Previous Topic: The Knowledge BaseNext Topic: Components of Rules


Investigate Rule Firing

The factory rules embedded in the Performance Manager follow the methodology in the HP's OpenVMS Performance Management guide. Some rules go beyond this methodology.

Keep in mind that, while the Performance Manager alerts you to potential performance problems, it does not (by default) screen out firings that are insignificant. Some circumstances on your system might fire a rule, for a one-time transient condition, without any implications for the long-term performance of your system. The factory rules try to minimize this possibility by setting occurrence thresholds within rules, but this might still happen.

Figure out whether you need to be concerned about a particular rule firing. Check the evidence provided with each rule. Does the problem appear to be persistent (as indicated by many lines of evidence)? Check the time of occurrence: does this happen at the same time as a regularly scheduled job? Make sure you understand the meaning of each data item presented. If you are unsure of a definition, look it up in the Data Cell Types and Use section, or use the online Help system, which contains hotspots to all the data items in the Conditions and in the Evidence. Many of the data items presented as evidence are used in the rule's conditions: read the conditions, and understand how each data item is being used, and what values would cause it to fire.

You are probably very familiar with approximate or typical values for many parameters of your systems. If a rule fires, but all related evidence appears normal for your environment, then you probably want to adjust that rule's thresholds to reflect more precisely the upper bounds of performance for your particular workloads and systems. For more information on how to do this, see How to Implement Changes in this chapter.

However, if the evidence presented does not look normal, or if you don't know what normal looks like for those data items, you need to investigate further. One good way is to generate graphs of those or related data items for the time periods given in the evidence, and then look for unusual spikes of activity. If you find spikes occurring at the same time in different graphs, then you might suspect that the data items graphed are somehow related to the underlying problem, which might lead you to ideas of what might be changed to fix the problem.

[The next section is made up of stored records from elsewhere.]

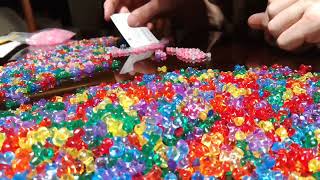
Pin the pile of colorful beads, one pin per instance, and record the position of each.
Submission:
(261, 123)
(44, 68)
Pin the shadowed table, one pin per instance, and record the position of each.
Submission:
(225, 56)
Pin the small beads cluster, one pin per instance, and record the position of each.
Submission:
(45, 68)
(188, 124)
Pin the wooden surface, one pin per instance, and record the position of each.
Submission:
(28, 13)
(225, 55)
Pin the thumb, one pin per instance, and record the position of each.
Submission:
(258, 21)
(143, 14)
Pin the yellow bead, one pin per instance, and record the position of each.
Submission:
(86, 157)
(217, 138)
(238, 121)
(314, 165)
(158, 145)
(25, 143)
(282, 132)
(115, 127)
(287, 95)
(72, 152)
(59, 99)
(316, 134)
(163, 69)
(202, 116)
(140, 128)
(125, 101)
(256, 154)
(132, 113)
(214, 149)
(73, 100)
(42, 134)
(181, 78)
(240, 135)
(60, 136)
(142, 140)
(206, 140)
(298, 90)
(2, 139)
(266, 126)
(67, 177)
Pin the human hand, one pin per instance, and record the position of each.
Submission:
(291, 22)
(142, 11)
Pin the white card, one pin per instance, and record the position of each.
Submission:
(129, 64)
(136, 37)
(8, 47)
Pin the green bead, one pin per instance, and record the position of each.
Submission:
(86, 176)
(47, 153)
(242, 145)
(243, 162)
(316, 97)
(5, 114)
(58, 106)
(37, 150)
(116, 65)
(35, 161)
(310, 142)
(12, 104)
(165, 171)
(147, 149)
(170, 142)
(316, 175)
(26, 116)
(154, 139)
(127, 157)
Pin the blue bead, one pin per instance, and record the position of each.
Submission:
(170, 176)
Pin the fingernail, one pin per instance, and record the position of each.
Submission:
(133, 21)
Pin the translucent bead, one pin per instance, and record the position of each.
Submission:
(282, 132)
(2, 139)
(240, 135)
(202, 116)
(170, 176)
(266, 126)
(60, 136)
(238, 121)
(314, 165)
(140, 128)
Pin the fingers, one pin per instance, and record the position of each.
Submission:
(258, 21)
(276, 6)
(124, 9)
(143, 14)
(110, 7)
(286, 18)
(307, 29)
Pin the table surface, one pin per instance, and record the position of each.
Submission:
(225, 55)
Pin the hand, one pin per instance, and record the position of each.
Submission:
(291, 22)
(142, 10)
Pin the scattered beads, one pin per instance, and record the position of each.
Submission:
(45, 68)
(261, 123)
(189, 55)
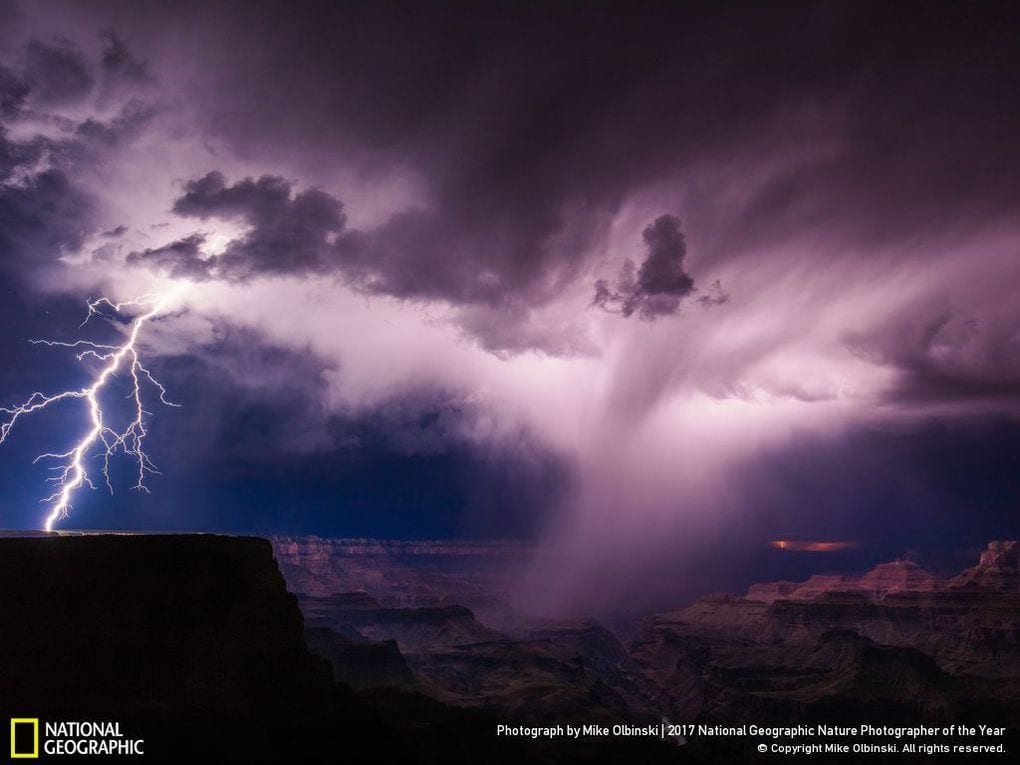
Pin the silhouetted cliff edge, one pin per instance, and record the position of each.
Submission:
(193, 644)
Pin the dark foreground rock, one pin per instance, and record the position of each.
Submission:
(193, 644)
(895, 646)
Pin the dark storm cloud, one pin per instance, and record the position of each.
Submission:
(45, 209)
(57, 71)
(287, 233)
(404, 466)
(941, 355)
(531, 123)
(659, 284)
(118, 63)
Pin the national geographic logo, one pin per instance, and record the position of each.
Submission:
(24, 737)
(101, 738)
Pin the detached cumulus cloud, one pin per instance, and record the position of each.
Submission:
(659, 284)
(286, 234)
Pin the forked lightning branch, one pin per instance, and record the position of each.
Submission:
(72, 468)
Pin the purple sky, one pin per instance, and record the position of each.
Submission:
(636, 281)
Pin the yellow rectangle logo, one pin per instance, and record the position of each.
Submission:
(15, 723)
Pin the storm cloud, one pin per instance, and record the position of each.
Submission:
(659, 284)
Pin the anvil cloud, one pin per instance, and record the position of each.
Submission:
(653, 272)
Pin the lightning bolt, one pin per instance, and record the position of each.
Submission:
(70, 471)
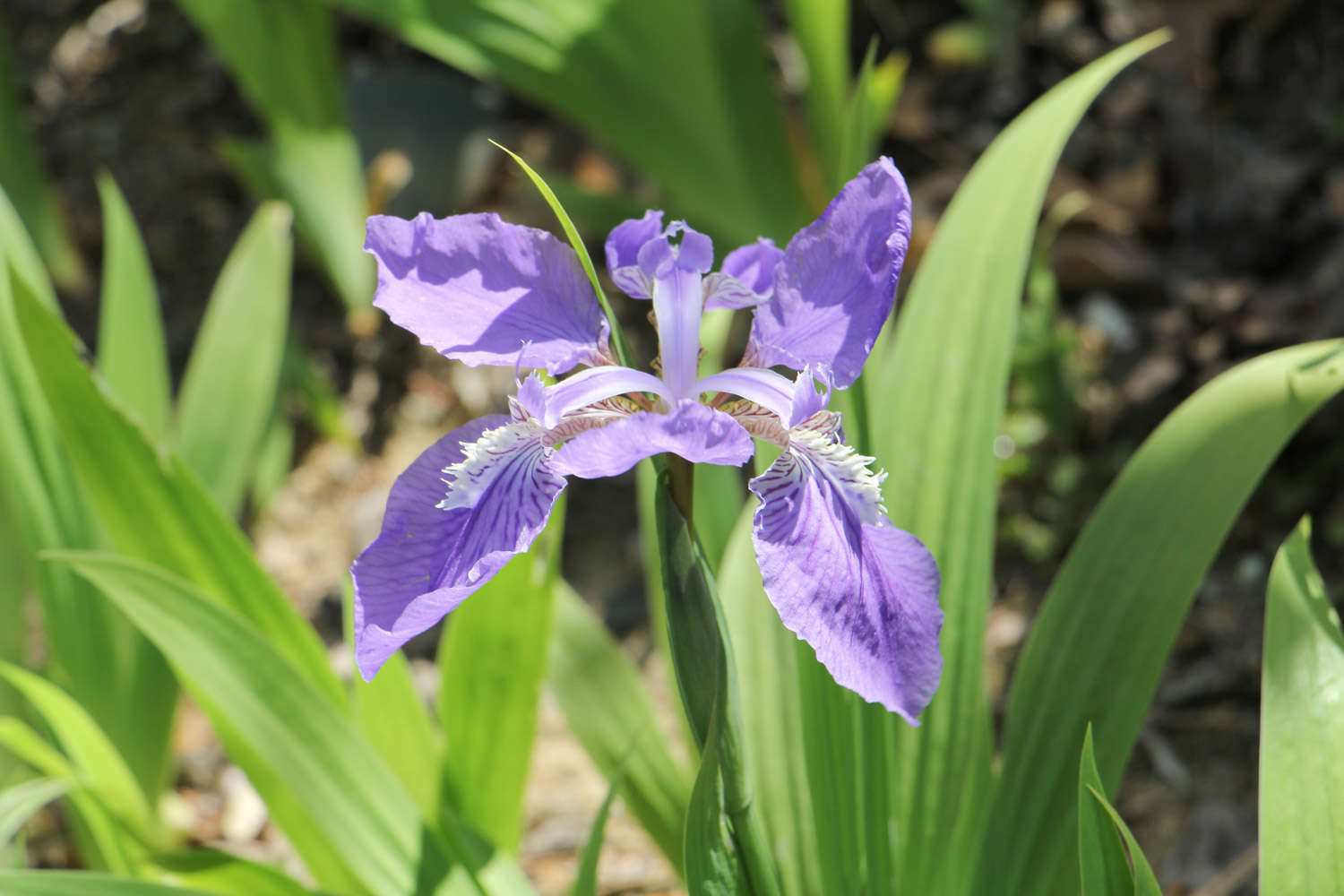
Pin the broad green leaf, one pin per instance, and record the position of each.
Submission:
(1101, 852)
(612, 713)
(712, 866)
(712, 134)
(24, 179)
(395, 721)
(319, 174)
(94, 758)
(1145, 883)
(230, 383)
(951, 349)
(491, 664)
(132, 352)
(99, 840)
(722, 804)
(766, 670)
(585, 879)
(152, 506)
(298, 737)
(822, 29)
(97, 654)
(1301, 785)
(19, 802)
(215, 872)
(22, 255)
(77, 883)
(1098, 645)
(618, 344)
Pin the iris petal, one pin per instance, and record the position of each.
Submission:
(694, 432)
(487, 292)
(863, 594)
(426, 560)
(838, 280)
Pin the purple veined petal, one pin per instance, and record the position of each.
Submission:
(426, 560)
(487, 292)
(623, 253)
(757, 384)
(865, 595)
(694, 432)
(677, 303)
(836, 282)
(594, 384)
(746, 277)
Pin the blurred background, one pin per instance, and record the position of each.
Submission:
(1196, 220)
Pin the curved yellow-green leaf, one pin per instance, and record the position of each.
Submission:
(1112, 614)
(1301, 788)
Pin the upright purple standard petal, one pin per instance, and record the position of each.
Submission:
(487, 292)
(863, 592)
(698, 433)
(426, 559)
(623, 253)
(838, 280)
(746, 277)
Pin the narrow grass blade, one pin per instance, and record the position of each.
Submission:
(618, 343)
(1099, 642)
(77, 883)
(822, 29)
(612, 713)
(101, 841)
(284, 58)
(1301, 788)
(19, 802)
(585, 879)
(231, 670)
(766, 667)
(132, 352)
(233, 375)
(952, 349)
(218, 872)
(395, 721)
(492, 661)
(93, 755)
(1101, 852)
(152, 506)
(96, 653)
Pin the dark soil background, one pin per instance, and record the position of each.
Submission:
(1214, 231)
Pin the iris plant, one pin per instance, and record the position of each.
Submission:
(863, 592)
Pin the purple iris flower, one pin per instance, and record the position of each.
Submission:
(863, 592)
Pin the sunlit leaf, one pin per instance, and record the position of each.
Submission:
(1301, 783)
(1098, 645)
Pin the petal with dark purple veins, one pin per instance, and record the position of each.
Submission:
(836, 282)
(694, 432)
(426, 559)
(487, 292)
(860, 591)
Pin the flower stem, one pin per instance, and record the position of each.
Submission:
(702, 657)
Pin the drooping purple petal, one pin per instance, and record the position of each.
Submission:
(623, 253)
(695, 432)
(487, 292)
(838, 280)
(594, 384)
(863, 594)
(746, 277)
(426, 560)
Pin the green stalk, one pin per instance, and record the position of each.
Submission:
(702, 657)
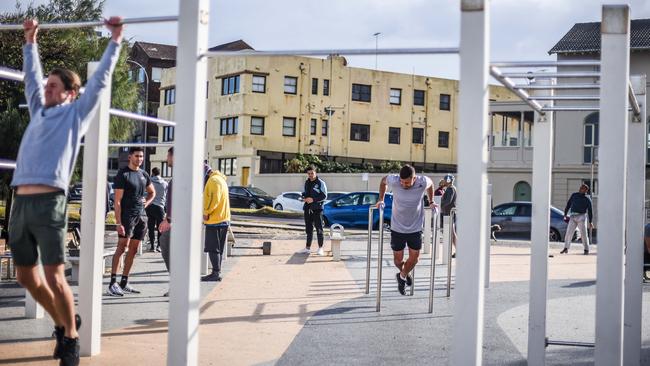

Another path of investigation is to look for related rule firings. A rule might not present the full picture by itself, but when coupled with related rules, could give you a clear indication of the source of the problem. Related rules need not appear one after the other, as Performance Manager processes rules in the following order: CPU, memory, I/O, resource (miscellaneous), and (after all nodes have been analyzed) cluster-wide. (You do not need to have a cluster for one of these rules to fire, but the metrics used are not specific to an individual node, so they are evaluated after all node-specific rules.) Rules which require special evidence processing (as indicated by the absence of evidence data items in the rules source file) are presented first.

Finally, if you observe a persistent performance problem, you can use the Real-time Motif displays to investigate dynamically‑see the chapters Use the DECwindows Motif Real-time Display and Customize the DECwindows Motif Real-time Display. This new functionality supports progressive disclosure, so that you can start monitoring with high-level system displays, and then progressively launch panels to focus on perceived problem areas, as they are occurring.